To differentiate between the individual armies, a number is usually used, such as 1st Army. Other distinctions are points of the compass, which result from any base according to the area of operation, such as Eastern Army. Armies are also named according to geographical conditions, such as the Rhine Army or the Alpine Army. In addition, the purpose of the army can be used for naming, z. B. Invasion , occupation or observation army . One also speaks of an operational or field army, reserve and occupation army. The army with the main commanding officer was previously called the main army, under Napoleon I also called the Great Army .

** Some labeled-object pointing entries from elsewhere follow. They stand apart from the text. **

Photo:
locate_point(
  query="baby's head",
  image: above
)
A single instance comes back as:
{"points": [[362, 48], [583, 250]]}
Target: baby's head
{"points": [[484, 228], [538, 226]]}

The command of an army was carried out by a commander in chief , usually with a chief of staff as the first assistant in command and an army staff.
There were and are no armies in the Bundeswehr . Its largest permanent formations are divisions , which, when deployed, support the multinational corps or a headquarters for command at the operational level, e.g. B. Multinational Command Operational Leadership. In the Cold War , the direct subordination of the eight NATO forces on German territory under the two army groups (was army groups ) NORTHAG and CENTAG provided. In terms of the geographical extent of their command, these army groups roughly corresponded to those of the Second World War, and in terms of size they were more armies. Only the two American corps formed the 7th US Army in peacetime .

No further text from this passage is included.